Systemic lupus erythematosus (SLE) is a complex autoimmune disease with patients displaying a variety of symptoms from fatigue and skin rashes to joint pain and swelling. It is characterized by numerous anti-nuclear antibodies and organ damage and is hypothesised to have evolved from the inefficient or improper clearance of apoptotic and necrotic cells. In 2004, one of the most ingenious systems for host defence was discovered, termed neutrophil extracellular traps (NETs). These consist of chromatin and antimicrobial enzymes that are released from neutrophils, by a process called NETosis, as a ‘last resort’ defence to trap and kill pathogens. It has been shown previously that the ability to break down NETs is reduced in a subpopulation of SLE patients with severe disease.

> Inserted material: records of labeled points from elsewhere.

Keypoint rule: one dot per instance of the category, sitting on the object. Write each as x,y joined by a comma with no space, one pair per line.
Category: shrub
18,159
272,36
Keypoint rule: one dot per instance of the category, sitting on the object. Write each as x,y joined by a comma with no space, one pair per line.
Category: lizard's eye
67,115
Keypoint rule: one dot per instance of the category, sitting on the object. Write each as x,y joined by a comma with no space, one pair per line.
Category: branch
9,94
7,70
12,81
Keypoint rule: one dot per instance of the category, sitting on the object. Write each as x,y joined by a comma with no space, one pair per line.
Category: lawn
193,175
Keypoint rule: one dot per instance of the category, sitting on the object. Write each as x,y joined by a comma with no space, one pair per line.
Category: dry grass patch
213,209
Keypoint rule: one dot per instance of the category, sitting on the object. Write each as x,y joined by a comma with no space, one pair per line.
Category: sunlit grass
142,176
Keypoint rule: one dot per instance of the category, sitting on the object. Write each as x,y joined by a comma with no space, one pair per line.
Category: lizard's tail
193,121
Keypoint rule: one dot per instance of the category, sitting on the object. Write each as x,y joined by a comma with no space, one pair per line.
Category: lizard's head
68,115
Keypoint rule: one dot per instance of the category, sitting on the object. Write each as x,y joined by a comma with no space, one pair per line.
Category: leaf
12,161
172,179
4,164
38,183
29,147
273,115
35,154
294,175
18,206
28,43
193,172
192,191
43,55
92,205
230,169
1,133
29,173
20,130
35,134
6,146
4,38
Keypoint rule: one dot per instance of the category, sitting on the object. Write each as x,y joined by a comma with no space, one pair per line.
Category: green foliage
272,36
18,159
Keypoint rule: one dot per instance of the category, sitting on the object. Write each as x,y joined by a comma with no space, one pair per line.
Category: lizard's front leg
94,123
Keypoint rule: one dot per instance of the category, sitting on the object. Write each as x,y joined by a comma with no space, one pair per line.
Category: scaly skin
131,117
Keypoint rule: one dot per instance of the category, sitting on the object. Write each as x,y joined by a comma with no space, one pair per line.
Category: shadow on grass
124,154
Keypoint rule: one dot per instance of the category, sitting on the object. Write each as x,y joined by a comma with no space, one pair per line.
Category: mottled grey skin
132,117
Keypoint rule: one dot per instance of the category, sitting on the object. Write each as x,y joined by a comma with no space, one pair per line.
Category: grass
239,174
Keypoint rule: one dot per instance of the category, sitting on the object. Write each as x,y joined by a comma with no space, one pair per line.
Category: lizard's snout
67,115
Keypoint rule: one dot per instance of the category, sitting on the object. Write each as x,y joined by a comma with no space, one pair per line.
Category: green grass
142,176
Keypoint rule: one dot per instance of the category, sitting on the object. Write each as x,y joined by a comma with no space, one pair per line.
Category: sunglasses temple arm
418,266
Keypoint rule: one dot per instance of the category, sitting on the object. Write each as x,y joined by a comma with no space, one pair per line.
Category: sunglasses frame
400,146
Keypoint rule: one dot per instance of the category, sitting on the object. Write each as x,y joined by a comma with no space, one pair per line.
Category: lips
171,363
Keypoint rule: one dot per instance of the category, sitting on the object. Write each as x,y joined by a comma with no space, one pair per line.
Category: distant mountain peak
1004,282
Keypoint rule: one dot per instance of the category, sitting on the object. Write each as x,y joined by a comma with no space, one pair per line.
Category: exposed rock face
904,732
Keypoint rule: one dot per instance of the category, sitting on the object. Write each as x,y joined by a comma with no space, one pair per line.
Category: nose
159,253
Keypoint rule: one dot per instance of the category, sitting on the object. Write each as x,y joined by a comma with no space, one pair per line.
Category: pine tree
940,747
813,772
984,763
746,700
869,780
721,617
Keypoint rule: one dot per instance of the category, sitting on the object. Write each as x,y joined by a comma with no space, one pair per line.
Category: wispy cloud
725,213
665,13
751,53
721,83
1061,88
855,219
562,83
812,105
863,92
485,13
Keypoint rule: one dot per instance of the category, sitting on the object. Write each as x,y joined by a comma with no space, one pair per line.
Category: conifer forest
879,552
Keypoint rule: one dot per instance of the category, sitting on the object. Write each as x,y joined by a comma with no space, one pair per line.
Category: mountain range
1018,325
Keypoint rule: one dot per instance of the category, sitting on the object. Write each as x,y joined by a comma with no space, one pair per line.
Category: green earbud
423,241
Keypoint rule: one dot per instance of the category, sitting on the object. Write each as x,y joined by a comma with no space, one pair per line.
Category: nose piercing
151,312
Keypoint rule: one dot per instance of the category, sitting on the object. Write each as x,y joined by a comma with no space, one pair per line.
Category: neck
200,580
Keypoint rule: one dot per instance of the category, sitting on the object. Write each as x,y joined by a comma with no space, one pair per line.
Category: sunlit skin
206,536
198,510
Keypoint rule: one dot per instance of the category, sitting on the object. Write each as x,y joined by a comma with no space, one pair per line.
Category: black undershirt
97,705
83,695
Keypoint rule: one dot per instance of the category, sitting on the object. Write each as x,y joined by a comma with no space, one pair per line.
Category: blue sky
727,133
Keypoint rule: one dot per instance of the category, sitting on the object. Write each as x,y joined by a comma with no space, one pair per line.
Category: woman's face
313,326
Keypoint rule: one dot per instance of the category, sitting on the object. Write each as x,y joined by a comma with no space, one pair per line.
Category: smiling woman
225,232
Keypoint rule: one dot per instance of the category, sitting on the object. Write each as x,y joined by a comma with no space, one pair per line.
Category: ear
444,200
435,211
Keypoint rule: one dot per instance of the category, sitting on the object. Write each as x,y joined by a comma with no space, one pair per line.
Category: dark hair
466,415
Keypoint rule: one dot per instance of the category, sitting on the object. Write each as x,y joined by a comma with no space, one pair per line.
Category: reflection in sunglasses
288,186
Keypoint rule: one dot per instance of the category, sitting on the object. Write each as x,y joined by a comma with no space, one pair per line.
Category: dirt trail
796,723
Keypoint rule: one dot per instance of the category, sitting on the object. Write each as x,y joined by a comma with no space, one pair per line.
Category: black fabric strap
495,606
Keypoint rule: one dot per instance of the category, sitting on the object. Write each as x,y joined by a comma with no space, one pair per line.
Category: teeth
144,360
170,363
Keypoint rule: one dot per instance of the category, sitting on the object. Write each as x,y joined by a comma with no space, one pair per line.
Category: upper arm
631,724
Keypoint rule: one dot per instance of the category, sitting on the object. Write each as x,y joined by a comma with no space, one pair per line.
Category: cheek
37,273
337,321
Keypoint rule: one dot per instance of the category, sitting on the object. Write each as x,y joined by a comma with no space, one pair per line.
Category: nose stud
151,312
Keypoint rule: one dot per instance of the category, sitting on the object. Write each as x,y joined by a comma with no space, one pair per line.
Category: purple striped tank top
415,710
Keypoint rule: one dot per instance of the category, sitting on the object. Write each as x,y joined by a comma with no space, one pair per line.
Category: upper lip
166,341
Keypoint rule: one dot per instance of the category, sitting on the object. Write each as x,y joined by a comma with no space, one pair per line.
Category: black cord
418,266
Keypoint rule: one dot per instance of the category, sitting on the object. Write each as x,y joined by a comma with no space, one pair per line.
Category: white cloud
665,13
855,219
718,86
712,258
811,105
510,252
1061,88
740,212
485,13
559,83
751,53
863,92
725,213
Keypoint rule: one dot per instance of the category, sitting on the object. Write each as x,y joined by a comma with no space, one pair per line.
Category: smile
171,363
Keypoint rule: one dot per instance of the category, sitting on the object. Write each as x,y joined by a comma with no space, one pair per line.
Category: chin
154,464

In a recent study published in Arthritis Research & Therapy, Anna Blom and colleagues from Lund University, Sweden address the important question of how defective degradation of NETs in SLE patients impacts the clinical phenotype of the disease. Sixty-nine SLE patients with a median age of 39 years were recruited to this prospective study and followed for approximately five years. Recordings of disease activity, infections and other clinically relevant information, as well as serum samples, were taken every two months. Sera from 77 healthy volunteers were used to determine the normal range of ability to degrade NETs.
Significantly, 41 percent of patients exhibited a decreased ability to degrade NETs at least once, with a median of 20 percent of patients when analysing all time points. Decreased degradation was associated with symptoms of glomerulonephritis, low complement levels and increased levels of antibodies against histones and DNA. Patients were also more likely to develop alopecia and fever after an episode of impaired NETs degradation.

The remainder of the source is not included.